Does the title describe the article's topic with sufficient precision?

No: Genome sequence comparisons can't reveal evidence for contrasting host ranges, because the host ranges are already known. So, what is revealed? A possible genomic basis or explanation for the contrasting host ranges. Perhaps the authors can consider something like the following: Sequence comparisons between Botrytis fabae and the closely related grey mould fungus Botrytis cinerea reveal a genomic basis for their contrasting host ranges

A: We agree with this thoughtful comment about the title of our manuscript. We have changed the title, which now reads:

‚Genome comparisons between Botrytis fabae and the closely related grey mould fungus Botrytis cinerea reveal possible explanations for their contrasting host ranges‘

 

Point 2:

inoculation droplets - this looks like new way to obtain secreted proteins, rather than delicate and low-yield centrifugations used to enrich soluble proteins in the host plant apoplast; though the authors' 2018 New Phytologist paper is cited, it might be appropriate to emphasize the novelty and simplicity (unless it is already standard and I'm just not familiar with it?) of the technique (and what might be missed or selectively enriched).

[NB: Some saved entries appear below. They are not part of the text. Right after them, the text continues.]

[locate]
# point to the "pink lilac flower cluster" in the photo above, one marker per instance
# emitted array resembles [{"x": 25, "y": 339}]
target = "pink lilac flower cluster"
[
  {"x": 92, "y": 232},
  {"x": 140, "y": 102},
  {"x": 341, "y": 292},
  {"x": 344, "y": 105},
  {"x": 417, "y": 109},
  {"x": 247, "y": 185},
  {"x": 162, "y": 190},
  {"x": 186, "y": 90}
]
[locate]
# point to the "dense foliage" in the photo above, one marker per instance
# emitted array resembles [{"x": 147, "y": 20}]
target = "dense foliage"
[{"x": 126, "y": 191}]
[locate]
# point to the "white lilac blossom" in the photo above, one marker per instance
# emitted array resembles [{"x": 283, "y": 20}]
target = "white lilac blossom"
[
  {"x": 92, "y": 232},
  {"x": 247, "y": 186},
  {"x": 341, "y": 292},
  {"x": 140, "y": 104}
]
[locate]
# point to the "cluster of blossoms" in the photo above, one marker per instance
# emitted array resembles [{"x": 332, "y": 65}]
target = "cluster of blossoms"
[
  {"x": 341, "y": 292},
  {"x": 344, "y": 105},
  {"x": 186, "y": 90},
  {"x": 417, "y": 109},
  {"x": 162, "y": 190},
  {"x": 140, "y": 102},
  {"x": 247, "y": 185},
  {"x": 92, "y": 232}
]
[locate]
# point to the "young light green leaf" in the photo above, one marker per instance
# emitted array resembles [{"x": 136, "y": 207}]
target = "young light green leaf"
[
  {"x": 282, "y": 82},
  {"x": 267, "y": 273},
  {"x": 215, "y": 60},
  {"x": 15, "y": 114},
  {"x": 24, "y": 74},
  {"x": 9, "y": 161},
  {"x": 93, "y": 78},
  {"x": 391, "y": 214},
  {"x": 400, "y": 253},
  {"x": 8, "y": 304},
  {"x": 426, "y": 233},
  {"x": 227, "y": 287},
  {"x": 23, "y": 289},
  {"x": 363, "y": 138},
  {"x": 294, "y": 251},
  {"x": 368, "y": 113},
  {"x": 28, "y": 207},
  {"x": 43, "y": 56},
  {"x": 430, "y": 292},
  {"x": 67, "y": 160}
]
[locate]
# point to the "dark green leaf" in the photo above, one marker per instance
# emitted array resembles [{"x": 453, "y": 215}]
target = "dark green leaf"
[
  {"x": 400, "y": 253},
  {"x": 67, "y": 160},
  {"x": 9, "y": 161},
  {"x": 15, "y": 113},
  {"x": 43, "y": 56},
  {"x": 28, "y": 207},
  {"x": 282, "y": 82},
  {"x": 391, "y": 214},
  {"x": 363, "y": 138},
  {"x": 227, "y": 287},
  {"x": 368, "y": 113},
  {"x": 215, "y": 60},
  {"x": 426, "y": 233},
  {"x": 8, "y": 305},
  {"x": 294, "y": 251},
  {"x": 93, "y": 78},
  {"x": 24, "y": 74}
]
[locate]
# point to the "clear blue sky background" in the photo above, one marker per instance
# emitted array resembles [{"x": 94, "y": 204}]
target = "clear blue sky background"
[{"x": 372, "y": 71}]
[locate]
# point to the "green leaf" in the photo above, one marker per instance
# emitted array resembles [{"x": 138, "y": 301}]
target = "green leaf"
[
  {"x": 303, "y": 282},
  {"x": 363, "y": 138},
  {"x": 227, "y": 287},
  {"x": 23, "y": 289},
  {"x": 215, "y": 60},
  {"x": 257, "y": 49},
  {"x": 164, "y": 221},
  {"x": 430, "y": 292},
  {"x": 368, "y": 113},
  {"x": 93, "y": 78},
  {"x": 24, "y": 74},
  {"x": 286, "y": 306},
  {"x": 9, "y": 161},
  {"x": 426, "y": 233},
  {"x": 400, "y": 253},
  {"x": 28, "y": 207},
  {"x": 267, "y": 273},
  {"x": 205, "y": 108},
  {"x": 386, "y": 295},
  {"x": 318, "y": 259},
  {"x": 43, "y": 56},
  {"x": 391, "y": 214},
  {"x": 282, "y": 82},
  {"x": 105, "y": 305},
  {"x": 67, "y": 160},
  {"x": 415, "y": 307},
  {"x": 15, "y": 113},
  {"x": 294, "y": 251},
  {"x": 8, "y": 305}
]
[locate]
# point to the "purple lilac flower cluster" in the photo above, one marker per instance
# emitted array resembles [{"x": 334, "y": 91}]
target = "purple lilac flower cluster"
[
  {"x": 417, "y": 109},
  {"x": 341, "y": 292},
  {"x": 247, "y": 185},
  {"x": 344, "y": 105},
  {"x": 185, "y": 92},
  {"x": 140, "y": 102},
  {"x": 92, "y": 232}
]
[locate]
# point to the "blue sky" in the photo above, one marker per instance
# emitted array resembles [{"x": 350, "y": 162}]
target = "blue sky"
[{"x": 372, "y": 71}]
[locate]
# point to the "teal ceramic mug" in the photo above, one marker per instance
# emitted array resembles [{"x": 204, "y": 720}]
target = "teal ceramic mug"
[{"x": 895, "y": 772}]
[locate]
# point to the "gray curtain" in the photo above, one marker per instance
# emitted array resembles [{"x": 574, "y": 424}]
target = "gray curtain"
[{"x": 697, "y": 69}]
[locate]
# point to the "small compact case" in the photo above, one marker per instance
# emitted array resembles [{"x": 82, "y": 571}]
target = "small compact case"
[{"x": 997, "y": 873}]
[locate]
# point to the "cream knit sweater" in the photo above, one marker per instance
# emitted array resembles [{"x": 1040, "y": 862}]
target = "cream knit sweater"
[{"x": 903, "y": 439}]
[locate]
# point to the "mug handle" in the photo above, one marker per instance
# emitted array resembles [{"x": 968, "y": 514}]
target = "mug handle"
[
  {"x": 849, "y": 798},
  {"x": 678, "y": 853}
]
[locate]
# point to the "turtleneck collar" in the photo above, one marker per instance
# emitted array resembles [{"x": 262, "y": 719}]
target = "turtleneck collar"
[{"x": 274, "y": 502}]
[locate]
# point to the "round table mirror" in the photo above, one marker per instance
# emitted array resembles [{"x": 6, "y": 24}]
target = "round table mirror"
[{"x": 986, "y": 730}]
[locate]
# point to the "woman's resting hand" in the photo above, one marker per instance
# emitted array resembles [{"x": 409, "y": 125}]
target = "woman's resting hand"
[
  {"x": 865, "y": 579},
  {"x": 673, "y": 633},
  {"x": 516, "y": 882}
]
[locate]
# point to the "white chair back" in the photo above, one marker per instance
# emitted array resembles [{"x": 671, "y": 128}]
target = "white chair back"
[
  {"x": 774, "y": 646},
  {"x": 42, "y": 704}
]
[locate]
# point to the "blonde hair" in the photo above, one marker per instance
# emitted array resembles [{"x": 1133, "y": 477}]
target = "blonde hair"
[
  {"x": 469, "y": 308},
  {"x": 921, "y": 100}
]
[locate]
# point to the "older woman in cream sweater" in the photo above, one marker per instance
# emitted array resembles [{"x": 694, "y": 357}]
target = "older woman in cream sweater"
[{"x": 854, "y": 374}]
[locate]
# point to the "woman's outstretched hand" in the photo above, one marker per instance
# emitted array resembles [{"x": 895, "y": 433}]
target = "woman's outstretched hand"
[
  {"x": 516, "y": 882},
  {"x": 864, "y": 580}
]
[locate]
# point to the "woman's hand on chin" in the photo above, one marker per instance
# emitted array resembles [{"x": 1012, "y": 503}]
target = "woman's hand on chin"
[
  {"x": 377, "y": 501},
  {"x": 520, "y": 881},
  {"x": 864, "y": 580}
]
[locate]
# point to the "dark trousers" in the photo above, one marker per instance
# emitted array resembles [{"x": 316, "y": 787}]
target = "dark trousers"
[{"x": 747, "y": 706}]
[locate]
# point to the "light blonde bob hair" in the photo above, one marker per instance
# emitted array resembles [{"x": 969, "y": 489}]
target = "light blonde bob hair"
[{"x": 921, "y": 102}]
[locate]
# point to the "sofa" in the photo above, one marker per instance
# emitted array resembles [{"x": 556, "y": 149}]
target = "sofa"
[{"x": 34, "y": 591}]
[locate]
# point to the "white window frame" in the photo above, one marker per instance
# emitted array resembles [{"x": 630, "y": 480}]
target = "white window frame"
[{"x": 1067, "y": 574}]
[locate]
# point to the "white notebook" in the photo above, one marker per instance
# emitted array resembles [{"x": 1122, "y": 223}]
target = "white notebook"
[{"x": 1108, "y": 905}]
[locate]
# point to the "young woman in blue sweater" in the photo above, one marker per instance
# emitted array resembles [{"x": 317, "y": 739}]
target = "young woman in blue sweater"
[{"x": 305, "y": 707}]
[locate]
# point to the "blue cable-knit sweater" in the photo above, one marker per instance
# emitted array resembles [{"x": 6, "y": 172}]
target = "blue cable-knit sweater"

A: Indeed we have already introduced the use of inoculation droplets for secretome analyses of infected tissue, both in Müller et al. (2018) and later in Leisen et al. (2022). However, we appreciate this comment and have modified the text to highlight the simplicity and sensitivity of this method (discussion, l. 568-571) Inspired by the suggestion of reviewer 2, we are planning to write a methods article about the potential of on planta secretome generation and analysis for the investigation of pathogenic plant microbe interactions.

 

lines 379 and 539 BfG12 should be BfabG12: Corrected in the text.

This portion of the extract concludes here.